有限性を認めることは、努力の可能性を開くことであり、誰も努力の可能性は否定していない。ただ「100は不可能」という前提で努力するかどうかの違いだ。
ADHD(である私))にはもともと「100」は非現実的なものだ。目の前にある現実から、「少しマシになるかどうか」が一番の関心事であり、そのための努力は当たり前だ。
100が不可能であればこそ努力するのだと思う。相手を理解することの困難さを理解して努力するのと、「理論的には完全に理解することが出来るはず」と断定して努力するのとでは、努力の中身が違ってくるのではないだろうか?
有限性の認識とは、「100を捨てる」だけのことだ。90へ向かう努力は否定されない。無理やりにゴールのほうから全てのことを考えるのではなく、目の前の現実から出発しようというあくまで現実的な発想をしているというだけのことだと思う。
もとよりこの内容は、本来一人ひとりが選ぶべき自分のスタイルの領域の話であり、私が書いていることも、「私の異論」でしかない。ただASの人がAS以外のひとを理解するのに役に立つ可能性があると考えて書いているだけだが。
完璧主義ってことに通じているのかも。
最近、実母がASだろうか?と思うようになって
きたのですが、
その母は、私にいつも100を求めました。
それが普通の環境で、素直にそのまま育った私自身も
やはり100しか知らなかったです。
数年前までは、60ぐらいの自分を人間失格としか思えず、
挫折の人生。生きる希望が見いだせず苦しく思っていました。
それから100ではないのに、どうして自分が褒められるのか
評価されるのかも不思議に思っていたのですが、
他人を指導する仕事に就いて初めて、
小さな努力も評価される対象にあると、やっと気づきました。
特に、このことを私に気づかせてくれたのは、
いつも前向きなADHDの人達です。
不確定な未来に対して果敢に挑んで行く人達が多い。
失敗を恐れず、努力が実らなかったとしても、
苦にせず(表面上だけかもしれないけど)
さらにチャレンジする直向きさが、私にも自信持たせてくれた気がします。
『100』は求めても現実的には無理。
しかし100が期待できないからもう絶望、と思うと私は何もできなくなる。何もしないということは、可能性自体をゼロにすることになる。だから、たとえ1でも望みがありそうなら、それに掛けて、1の可能性を、たとえば5や10にするために私は努力をしようと思う。そういう努力も十分有意義だと私は思う。

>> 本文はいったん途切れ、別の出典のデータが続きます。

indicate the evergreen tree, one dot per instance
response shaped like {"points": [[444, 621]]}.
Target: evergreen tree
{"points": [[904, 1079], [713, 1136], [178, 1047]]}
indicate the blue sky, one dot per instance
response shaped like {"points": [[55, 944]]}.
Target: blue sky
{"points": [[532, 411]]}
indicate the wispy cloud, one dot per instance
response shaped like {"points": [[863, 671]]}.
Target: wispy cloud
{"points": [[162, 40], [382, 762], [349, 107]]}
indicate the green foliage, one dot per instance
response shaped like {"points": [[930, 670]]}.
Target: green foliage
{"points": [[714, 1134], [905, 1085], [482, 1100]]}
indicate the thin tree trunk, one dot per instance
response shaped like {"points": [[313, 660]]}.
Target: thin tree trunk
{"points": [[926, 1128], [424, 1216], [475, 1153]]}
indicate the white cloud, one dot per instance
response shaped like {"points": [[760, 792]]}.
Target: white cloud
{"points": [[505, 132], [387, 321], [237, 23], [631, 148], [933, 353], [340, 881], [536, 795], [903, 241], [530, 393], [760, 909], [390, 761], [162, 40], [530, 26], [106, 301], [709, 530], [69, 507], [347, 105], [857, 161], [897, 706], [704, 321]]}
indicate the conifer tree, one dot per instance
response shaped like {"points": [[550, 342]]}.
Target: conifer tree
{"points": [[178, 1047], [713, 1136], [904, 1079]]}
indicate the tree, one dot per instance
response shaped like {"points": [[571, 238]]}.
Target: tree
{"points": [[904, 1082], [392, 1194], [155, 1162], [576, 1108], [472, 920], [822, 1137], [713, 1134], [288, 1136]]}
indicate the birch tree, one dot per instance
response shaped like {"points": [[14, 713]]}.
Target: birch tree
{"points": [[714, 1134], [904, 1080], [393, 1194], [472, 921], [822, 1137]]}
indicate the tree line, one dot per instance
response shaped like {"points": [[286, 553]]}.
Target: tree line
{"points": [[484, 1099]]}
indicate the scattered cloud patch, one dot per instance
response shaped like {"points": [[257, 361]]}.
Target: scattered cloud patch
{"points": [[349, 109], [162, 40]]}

私は、ADHDに限らずAS以外の人はみんなそう考えて生きていると思う。
どうしてだろうと考えると『僅かな可能性でも掛けていたい、信じていたい』というだけだと思います。
お互いの理解にしても、実際見ていると多数派の人もそんなにはわかっていない。言葉の意味の理解にしても極端な話、50程度だったりすることもある。それでもそれを(多数派流では)100の理解としていることだって現実にはある。これは私にとって驚きの事実でした。正直(私からすると)『・・・こんな程度だったのね』という感じでした。愕然としたというか。(いい意味で)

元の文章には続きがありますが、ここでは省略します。